Davis: I’ve been very interested to see what different writers have done with the very short form. It can go in so many directions, and whether one chooses a sort of mini-essay or mini-narrative or prose poem, meditation, etc., each will be quite different because the mind of each different writer comes through so clearly--the writer’s way of thinking, viewing the world, and then of course his or her way of handling language. In such a short form, each word has to be right.
Budman: What is your take on magic realism? In your story “The Rape of the Tanuk Women” you bring polar spirits who actually have sex with human women. Is this a genre open to American writers as far as editors and publishers are concerned? Or is it the domain of Latin Americans and Europeans?

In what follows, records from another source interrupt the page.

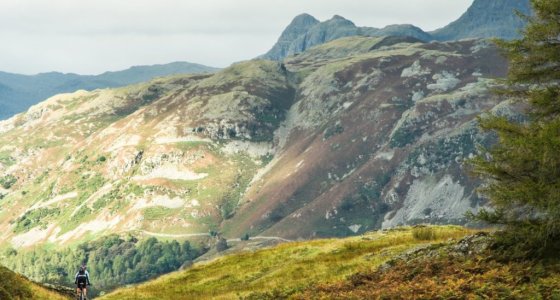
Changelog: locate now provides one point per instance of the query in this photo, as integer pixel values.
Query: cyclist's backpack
(81, 276)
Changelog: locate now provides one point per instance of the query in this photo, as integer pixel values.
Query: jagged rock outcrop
(487, 19)
(299, 26)
(19, 92)
(305, 32)
(484, 19)
(352, 135)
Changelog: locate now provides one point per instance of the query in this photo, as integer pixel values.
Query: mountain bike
(80, 295)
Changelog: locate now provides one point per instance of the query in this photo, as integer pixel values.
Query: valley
(309, 172)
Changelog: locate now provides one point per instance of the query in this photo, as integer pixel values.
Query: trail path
(187, 235)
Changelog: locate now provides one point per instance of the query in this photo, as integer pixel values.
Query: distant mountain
(305, 32)
(19, 92)
(484, 19)
(356, 134)
(298, 27)
(487, 19)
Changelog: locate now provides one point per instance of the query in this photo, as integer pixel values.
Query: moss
(282, 270)
(34, 218)
(6, 159)
(8, 181)
(157, 213)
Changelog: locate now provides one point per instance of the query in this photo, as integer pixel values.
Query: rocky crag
(356, 134)
(484, 19)
(19, 92)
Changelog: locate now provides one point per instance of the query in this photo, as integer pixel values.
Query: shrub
(423, 233)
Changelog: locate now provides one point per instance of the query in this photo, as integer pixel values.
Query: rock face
(305, 32)
(484, 19)
(299, 26)
(19, 92)
(352, 135)
(487, 19)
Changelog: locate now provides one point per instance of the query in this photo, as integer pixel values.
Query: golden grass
(291, 266)
(41, 293)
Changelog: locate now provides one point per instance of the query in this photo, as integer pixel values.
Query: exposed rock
(487, 19)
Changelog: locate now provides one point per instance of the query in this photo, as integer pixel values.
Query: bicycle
(81, 295)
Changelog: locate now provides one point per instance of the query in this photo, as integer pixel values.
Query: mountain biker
(81, 280)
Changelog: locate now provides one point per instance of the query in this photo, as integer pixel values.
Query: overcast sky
(93, 36)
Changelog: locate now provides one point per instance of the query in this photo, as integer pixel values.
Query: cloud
(92, 36)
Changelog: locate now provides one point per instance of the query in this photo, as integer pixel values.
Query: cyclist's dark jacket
(82, 277)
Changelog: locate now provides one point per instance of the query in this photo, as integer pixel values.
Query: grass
(14, 286)
(449, 277)
(289, 267)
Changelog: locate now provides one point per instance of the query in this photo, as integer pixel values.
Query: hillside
(276, 272)
(484, 19)
(14, 286)
(357, 134)
(19, 92)
(487, 19)
(404, 263)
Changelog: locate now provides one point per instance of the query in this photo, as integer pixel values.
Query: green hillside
(444, 262)
(14, 286)
(287, 268)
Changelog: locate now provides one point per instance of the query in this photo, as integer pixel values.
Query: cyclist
(81, 280)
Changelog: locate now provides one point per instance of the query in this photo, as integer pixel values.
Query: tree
(522, 170)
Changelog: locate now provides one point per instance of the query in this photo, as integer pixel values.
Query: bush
(8, 181)
(423, 233)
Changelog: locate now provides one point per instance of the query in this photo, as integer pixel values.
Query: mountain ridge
(483, 19)
(22, 91)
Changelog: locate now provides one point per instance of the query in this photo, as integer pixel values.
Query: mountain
(353, 135)
(404, 263)
(19, 92)
(305, 32)
(487, 19)
(15, 286)
(282, 271)
(484, 19)
(298, 27)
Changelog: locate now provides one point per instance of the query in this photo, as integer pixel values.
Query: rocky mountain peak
(299, 25)
(486, 19)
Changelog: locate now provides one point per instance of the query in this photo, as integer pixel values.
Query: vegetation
(8, 181)
(284, 269)
(447, 277)
(14, 286)
(523, 169)
(112, 261)
(34, 218)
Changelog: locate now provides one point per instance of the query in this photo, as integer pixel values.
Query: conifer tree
(522, 170)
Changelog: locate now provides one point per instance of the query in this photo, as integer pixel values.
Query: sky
(94, 36)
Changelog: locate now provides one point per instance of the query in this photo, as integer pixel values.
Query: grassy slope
(14, 286)
(286, 268)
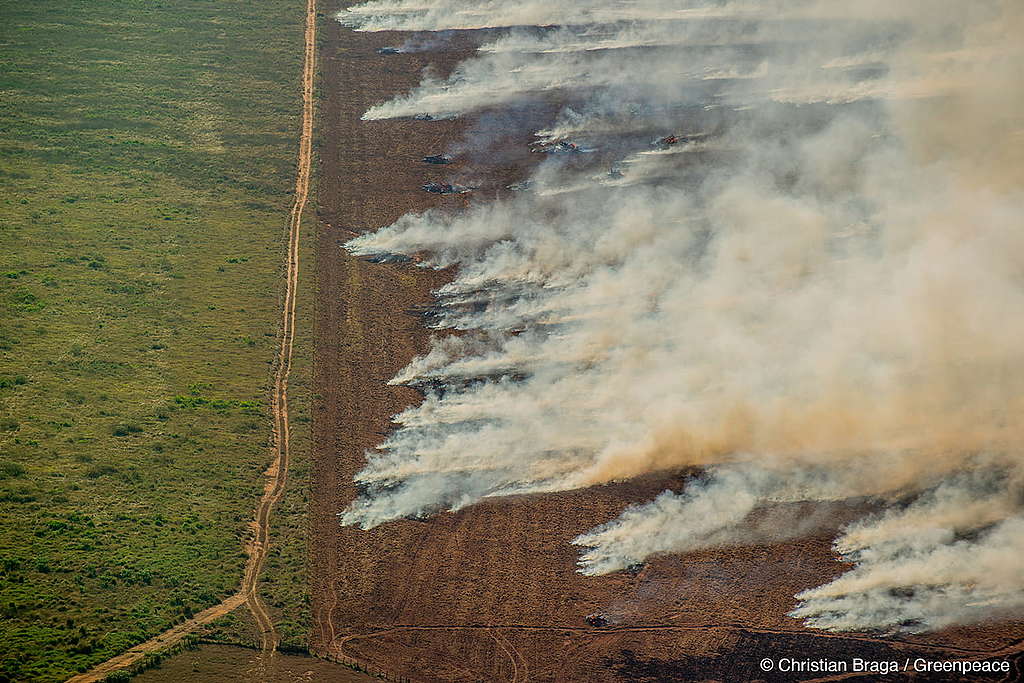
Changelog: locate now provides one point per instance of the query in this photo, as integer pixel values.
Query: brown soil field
(227, 664)
(491, 593)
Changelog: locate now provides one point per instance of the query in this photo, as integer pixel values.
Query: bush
(127, 428)
(9, 470)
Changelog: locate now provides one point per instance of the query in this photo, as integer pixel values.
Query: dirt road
(276, 473)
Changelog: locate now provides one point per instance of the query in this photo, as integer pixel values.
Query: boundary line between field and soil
(276, 473)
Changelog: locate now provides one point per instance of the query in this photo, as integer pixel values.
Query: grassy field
(146, 158)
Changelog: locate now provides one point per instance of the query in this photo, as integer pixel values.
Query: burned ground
(491, 592)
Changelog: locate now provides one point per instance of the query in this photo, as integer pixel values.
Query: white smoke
(814, 291)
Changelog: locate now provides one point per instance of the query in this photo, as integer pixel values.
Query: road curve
(276, 473)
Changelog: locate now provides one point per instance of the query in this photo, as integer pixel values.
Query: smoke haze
(814, 292)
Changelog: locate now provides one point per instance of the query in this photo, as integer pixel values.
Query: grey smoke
(818, 300)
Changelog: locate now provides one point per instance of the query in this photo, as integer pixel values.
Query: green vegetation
(146, 160)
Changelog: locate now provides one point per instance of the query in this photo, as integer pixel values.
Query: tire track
(276, 473)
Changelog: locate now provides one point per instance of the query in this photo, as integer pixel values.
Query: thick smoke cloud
(814, 291)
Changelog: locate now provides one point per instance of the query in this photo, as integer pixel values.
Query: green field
(146, 159)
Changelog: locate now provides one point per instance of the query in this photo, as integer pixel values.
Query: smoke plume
(784, 246)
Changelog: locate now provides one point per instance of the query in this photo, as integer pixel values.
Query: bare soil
(226, 664)
(491, 593)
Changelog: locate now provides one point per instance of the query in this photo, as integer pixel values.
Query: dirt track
(276, 473)
(491, 593)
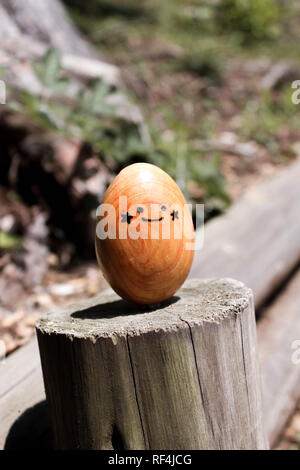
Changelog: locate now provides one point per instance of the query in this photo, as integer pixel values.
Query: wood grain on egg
(146, 270)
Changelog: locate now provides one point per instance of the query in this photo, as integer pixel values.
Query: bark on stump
(181, 376)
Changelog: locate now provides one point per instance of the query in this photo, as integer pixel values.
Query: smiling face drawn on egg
(127, 217)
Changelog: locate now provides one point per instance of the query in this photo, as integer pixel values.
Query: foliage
(9, 241)
(89, 118)
(265, 116)
(253, 20)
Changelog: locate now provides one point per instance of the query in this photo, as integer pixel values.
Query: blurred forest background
(200, 88)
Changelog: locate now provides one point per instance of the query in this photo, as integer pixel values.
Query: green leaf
(51, 68)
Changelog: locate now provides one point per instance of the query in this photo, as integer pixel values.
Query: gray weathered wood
(21, 386)
(182, 376)
(258, 239)
(46, 21)
(223, 252)
(278, 329)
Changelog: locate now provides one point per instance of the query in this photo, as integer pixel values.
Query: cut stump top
(107, 315)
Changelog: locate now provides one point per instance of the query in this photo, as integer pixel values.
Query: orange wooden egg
(144, 235)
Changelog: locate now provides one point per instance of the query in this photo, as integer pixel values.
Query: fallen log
(224, 253)
(258, 240)
(278, 332)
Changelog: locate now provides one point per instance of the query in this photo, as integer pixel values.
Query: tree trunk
(181, 376)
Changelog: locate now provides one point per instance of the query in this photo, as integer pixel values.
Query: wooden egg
(144, 235)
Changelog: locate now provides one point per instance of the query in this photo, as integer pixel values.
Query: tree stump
(180, 376)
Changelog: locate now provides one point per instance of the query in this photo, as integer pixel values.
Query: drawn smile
(127, 217)
(152, 220)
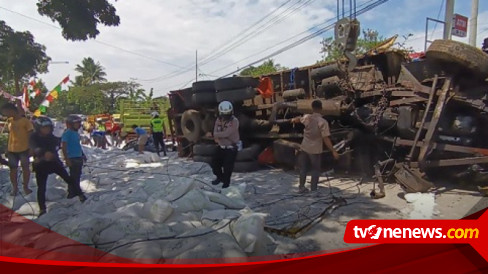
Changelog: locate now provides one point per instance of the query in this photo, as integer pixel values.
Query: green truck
(134, 112)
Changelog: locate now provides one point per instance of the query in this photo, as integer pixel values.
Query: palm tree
(91, 72)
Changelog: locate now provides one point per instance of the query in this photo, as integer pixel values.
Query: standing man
(157, 128)
(226, 135)
(44, 146)
(20, 129)
(73, 155)
(141, 138)
(315, 134)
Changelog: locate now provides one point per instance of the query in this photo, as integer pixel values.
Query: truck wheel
(186, 94)
(235, 83)
(202, 159)
(204, 98)
(203, 86)
(208, 123)
(191, 125)
(452, 53)
(243, 167)
(236, 95)
(204, 150)
(248, 154)
(325, 72)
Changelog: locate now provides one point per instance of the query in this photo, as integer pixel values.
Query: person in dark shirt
(73, 155)
(44, 147)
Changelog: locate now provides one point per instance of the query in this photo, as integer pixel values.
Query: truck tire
(248, 154)
(235, 83)
(176, 101)
(449, 53)
(204, 98)
(203, 86)
(202, 159)
(204, 149)
(236, 95)
(325, 72)
(248, 166)
(187, 97)
(191, 125)
(294, 94)
(208, 123)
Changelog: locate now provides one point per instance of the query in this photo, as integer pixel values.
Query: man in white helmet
(226, 135)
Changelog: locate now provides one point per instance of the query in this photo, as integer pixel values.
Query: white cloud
(171, 31)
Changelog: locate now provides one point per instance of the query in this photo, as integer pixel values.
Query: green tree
(79, 19)
(91, 72)
(20, 58)
(265, 68)
(369, 40)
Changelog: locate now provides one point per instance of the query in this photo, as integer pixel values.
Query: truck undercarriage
(410, 122)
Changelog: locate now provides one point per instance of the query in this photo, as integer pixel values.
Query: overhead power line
(217, 52)
(307, 38)
(265, 26)
(96, 41)
(367, 6)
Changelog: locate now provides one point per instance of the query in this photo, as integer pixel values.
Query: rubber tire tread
(236, 95)
(202, 159)
(204, 98)
(325, 72)
(454, 52)
(235, 83)
(248, 154)
(204, 149)
(243, 167)
(203, 86)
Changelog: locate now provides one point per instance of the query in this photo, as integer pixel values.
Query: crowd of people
(37, 139)
(41, 138)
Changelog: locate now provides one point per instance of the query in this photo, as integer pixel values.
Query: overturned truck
(390, 117)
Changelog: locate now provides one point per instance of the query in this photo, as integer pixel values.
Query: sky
(157, 41)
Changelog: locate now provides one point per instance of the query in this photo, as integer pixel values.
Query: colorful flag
(57, 88)
(25, 99)
(50, 98)
(54, 94)
(42, 109)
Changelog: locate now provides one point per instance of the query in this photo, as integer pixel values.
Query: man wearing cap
(315, 134)
(226, 135)
(157, 129)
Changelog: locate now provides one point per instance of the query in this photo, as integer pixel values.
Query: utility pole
(473, 22)
(448, 19)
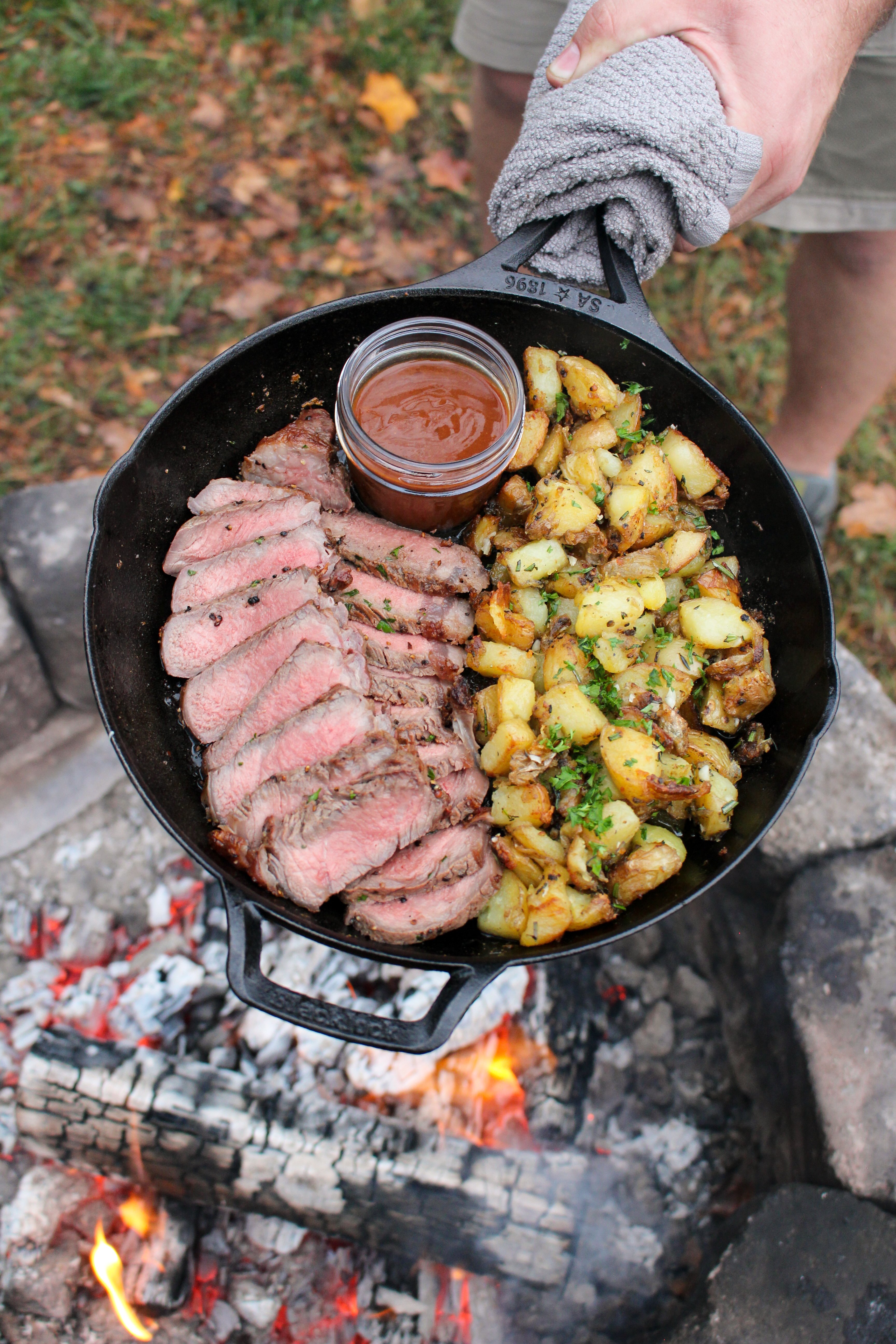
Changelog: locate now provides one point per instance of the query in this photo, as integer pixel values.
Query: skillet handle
(414, 1038)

Davis: It could be taken on and transformed in a peculiarly American way, I would think. Why would any form be out of bounds?
Budman: But if you survey American literary magazines, with the notable exception of Zoetrope All Story (i.e. The Cavemen in the Hedges), you will rarely see magic realism published. Could it be that some editors are afraid that magic realism will be mistaken for, gasp, science fiction?
Davis: One name comes to my mind in this discussion, and that is George Saunders. I wonder just how you would categorize his fiction.
Budman: Well, he is an engineer like me. Which means he is a literary, goofy, surreal science fiction writer--it all comes with a little known clause in the engineering diploma (should you decide to accept it). What is your take on him?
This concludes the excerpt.